Carnegie Mellon University
August 19, 2020

Two EPP Ph.D. students awarded Steinbrenner Fellowships to Advance Environmental Research

It has been announced that two EPP Ph.D. students, Andrew Jones,  Jr. and Sarah Troise, have been selected as Steinbrenner Research Fellows. The graduate fellowship program provides support to exceptional, second-year Carnegie Mellon students who work on cutting-edge environmental research. The interdisciplinary research projects' topics align with the Institute's strategic focus areas of energy transition strategies, and urban infrastructure and sustainable cities.

Since 2007, 53 Ph.D. students from across the university have been recognized as Steinbrenner Doctoral Fellows. Researchers receive up to $50,000 and present their findings during a poster session at the annual Steinbrenner Institute Environmental Colloquium, held during the spring semester.

"The fellowship allows doctoral students early in their careers more freedom to set a solid course in their graduate research," said Neil Donahue, the Steinbrenner Institute Director. "Fellows have gone on to a variety of faculty and industry careers."

Andrew Jones,  Jr. is a dual degree Ph.D. student in Civil and Environmental Engineering (CEE) and Engineering and Public Policy at Carnegie Mellon. He received his B.S. in Biological Engineering from the University of Florida in 2010 and his M.S. in Energy Science, Technology & Policy with a concentration in CEE from Carnegie Mellon in 2019. He also has experience in CSR consulting focused on environmental, social, and governance performance and benchmarking for infrastructure entities. His experiences have cultivated his research interests in equitable energy systems, a just energy transition and climate change mitigation. 

Sarah Troise is a second-year Ph.D. student in Engineering and Public Policy at Carnegie Mellon.
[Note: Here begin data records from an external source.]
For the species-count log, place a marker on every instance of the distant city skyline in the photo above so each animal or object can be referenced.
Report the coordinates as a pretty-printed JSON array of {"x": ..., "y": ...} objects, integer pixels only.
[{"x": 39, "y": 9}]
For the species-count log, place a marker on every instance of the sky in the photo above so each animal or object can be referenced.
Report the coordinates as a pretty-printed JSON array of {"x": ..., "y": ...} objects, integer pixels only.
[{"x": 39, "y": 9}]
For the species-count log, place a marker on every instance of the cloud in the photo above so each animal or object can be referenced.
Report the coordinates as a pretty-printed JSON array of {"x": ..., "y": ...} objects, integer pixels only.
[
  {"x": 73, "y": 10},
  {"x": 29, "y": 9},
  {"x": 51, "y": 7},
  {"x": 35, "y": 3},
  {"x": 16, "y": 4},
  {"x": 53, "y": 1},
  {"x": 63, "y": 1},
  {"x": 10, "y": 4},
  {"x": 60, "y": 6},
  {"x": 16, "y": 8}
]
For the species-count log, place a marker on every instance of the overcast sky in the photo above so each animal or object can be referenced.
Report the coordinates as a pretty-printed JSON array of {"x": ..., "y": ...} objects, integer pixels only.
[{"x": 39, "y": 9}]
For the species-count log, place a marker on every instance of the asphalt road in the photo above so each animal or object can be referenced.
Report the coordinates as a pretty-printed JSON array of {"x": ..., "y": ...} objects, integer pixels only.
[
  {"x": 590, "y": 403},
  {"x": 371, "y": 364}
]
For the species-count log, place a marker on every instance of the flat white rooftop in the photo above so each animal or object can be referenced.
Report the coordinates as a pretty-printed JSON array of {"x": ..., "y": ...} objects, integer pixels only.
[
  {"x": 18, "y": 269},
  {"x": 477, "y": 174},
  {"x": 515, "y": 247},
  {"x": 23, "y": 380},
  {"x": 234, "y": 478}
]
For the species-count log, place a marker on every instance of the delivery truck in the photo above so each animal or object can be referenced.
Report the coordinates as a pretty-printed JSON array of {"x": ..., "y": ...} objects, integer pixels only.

She is originally from historic Lexington, Virginia. In 2019, she received her Bachelor of Science in Computer Science and Engineering from Washington and Lee University. As an undergraduate, Troise participated in two National Science Foundation Research Experiences for Undergraduates, one at USC in Los Angeles and one at NC State in Raleigh. Troise's research works on constructing a new dynamic and parametric approach to refine and improve emission reduction supply curves for low-carbon electricity technologies as they apply to deep decarbonization.